What is your opinion on this matter, and how should we reply/tackle this question?

  1. Related to this: When doing the posthoc test at whole brain, we see in AFNI that the resulting F-map of the main effect compared to a Z-map from a corresponding glt test, shows much smaller regions in the F-test (at the same p-value). We find this somewhat counterintuitive.
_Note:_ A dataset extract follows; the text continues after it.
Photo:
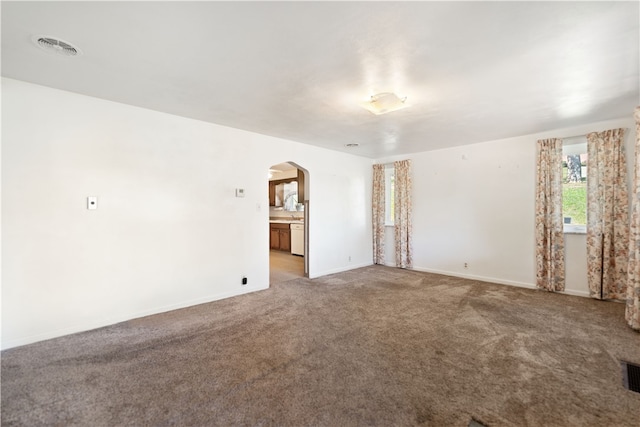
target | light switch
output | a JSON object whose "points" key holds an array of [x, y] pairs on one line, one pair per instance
{"points": [[92, 202]]}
Is this related to the way we should perform post-hoc testing (question 1) or could this be due to a more conservative way the F-test is calculated?

Many thanks in advance,

Jan-Bernard and Kelly

Model specification: Please note, we deleted some nonrelevant glts in this thread.

3dLME -prefix 2LVL_AgeByTime
-jobs 24
-model "GroupSession"
-SS_type 3
-ranEff ‘~1’
-num_glt 29
-gltLabel 1 ‘(YPostVsPre)Vs(OPostVsPre)’ -gltCode 1 'Group : 1
young -1old Session : -1pre 1post’
-gltLabel 5 ‘(YRetVsPost)Vs(ORetVsPost)’ -gltCode 5 'Group : 1
young -1old Session : -1post 1retention’
-gltLabel 13 ‘YoungPreVsPost’ -gltCode 13 'Group : 1
young Session : 1pre -1post’
-gltLabel 15 ‘OldPreVsPost’ -gltCode 15 ‘Group : 1old Session : 1pre -1post’
–gltLabel 18 ‘YoungRetVsPost’ -gltCode 18 'Group : 1
young Session : 1retention -1post’
-gltLabel 20 ‘OldRetVsPost’ -gltCode 20 ‘Group : 1old Session : 1retention -1*post’
-dataTable
Subj Group Session InputFile
O1 old pre /data/local_dir3/motorlearning/MixedEffects/input_AgeByTime/OlderAdults/O1/Results_afterART/con_0004.nii
O1 old post /data/local_dir3/motorlearning/MixedEffects/input_AgeByTime/OlderAdults/O1/Results_afterART/con_0006.nii
O1 old retention /data/local_dir3/motorlearning/MixedEffects/input_AgeByTime/OlderAdults/O1/Results_afterART/con_0008.nii

Jan-Bernard and Kelly,

we see in AFNI that the resulting F-map of the main effect compared to a Z-map from a corresponding glt test,
shows much smaller regions in the F-test (at the same p-value). We find this somewhat counterintuitive.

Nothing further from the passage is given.